José Miguel Barandiarán

(José Miguel de Barandiarán y Ayerbe; Ataun, Guipúzcoa, 1889 - 1991) Etnógrafo y arqueólogo vasco. Miembro de una familia numerosa, en 1906 ingresó en el Seminario Conciliar de Vitoria, donde pasó los siguientes treinta años de su vida. Estudió francés, inglés y alemán y, en el Seminario, las carreras de filosofía, magisterio y teología.


José Miguel de Barandiarán

En 1913 una crisis religiosa le empujó a marchar a Alemania, donde tuvo oportunidad de conocer al profesor Wilhelm Wundt, que impartía un curso sobre psicología de los pueblos en la Universidad de Leipzig. Influido por el psicólogo alemán, José Miguel de Barandiarán entendió que era imprescindible el estudio de la cultura de la propia tierra, de tal forma que decidió marchar a Bélgica y a Francia para ampliar estudios de etnología, antropología y paleontología humana en la Sorbona y en el Instituto de París.

Regresó al País Vasco, se ordenó sacerdote y hasta 1936 fue profesor en el Seminario Conciliar de Vitoria. Durante ese tiempo realizó diversos trabajos de campo junto a los catedráticos Telesforo de Aranzadi y Enrique de Eguren, investigaciones que comenzaron por una serie de excavaciones arqueológicas en el castillo medieval de Jentilbaratza (Ataun) y los dólmenes de la sierra de Aralar. En 1927 fundó las revistas Idearium y Gymnasium, dedicadas a la investigación socio-religiosa, y por estas fechas hizo su doctorado en teología y prehistoria. Fundó la Sociedad de Estudios Vascos, y su labor empezó a ser reconocida, lo que le hizo ser considerado por la intelectualidad como uno de los puntales de la cultura vasca.

El estallido de la Guerra Civil española hizo que se viera obligado a exiliarse en Francia, lo que no le impidió continuar con sus investigaciones en el País Vasco Francés desde las localidades de Biarritz y Sara, donde estableció su residencia.

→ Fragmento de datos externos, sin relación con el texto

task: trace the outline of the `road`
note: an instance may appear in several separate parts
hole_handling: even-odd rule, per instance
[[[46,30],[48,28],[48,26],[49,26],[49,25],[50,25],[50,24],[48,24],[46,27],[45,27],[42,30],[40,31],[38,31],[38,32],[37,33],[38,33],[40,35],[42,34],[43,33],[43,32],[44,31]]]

Allí le sorprendió también la Segunda Guerra Mundial, durante la cual estuvo confinado durante algún tiempo en Normandía. En 1951, comisionado por el gobierno francés, realizó el censo de los monumentos megalíticos de este país y estuvo al frente de la Sociedad de Prehistoria.

Desde que regresó a España del exilio en 1953, para encargarse de la cátedra de la Universidad de Salamanca, José Miguel de Barandiarán fue objeto de numerosas condecoraciones y honores, entre las que cabe destacar la Medalla de Oro y el título de Hijo Predilecto de Guipúzcoa (1982). En 1989 recibió la Medalla de Plata de la Academia de la Lengua Vasca, creó la Fundación que lleva su nombre y, también ese año, el Ayuntamiento de Vizcaya le nombró Hijo Predilecto y fue galardonado con la Medalla de Oro de Bellas Artes.

En 1990, el Ayuntamiento de San Sebastián le concedió la Medalla de Oro de la ciudad. Cuando cumplió los cien años de edad, Barandiarán (que se encontraba trabajando en la elaboración de un atlas etnográfico) fue objeto de un merecido homenaje que le ofrecieron diversas personalidades del mundo de la cultura y de las artes. En 1991 quedó finalista por segunda vez al Premio Príncipe de Asturias de las Ciencias Sociales (la primera había sido en 1988), que, finalmente, fue otorgado al historiador vasco Miguel Artola.

Entre los más de trescientos trabajos que escribió, recogidos en diversas publicaciones (parte de ellos integran la Gran Enciclopedia Vasca), cabe destacar títulos como Mitología vasca, El mundo de la mente popular vasca o Historia comparada de las religiones. Los resultados de sus estudios en su tierra y en los Bajos Pirineos están recopilados en sus Obras Completas; entre estos trabajos sobresalen el Diccionario mitológico sobre el País Vasco, la obra Prehistoria en Vasconia y las seis monografías sobre el pueblo vasco que escribió en 1987.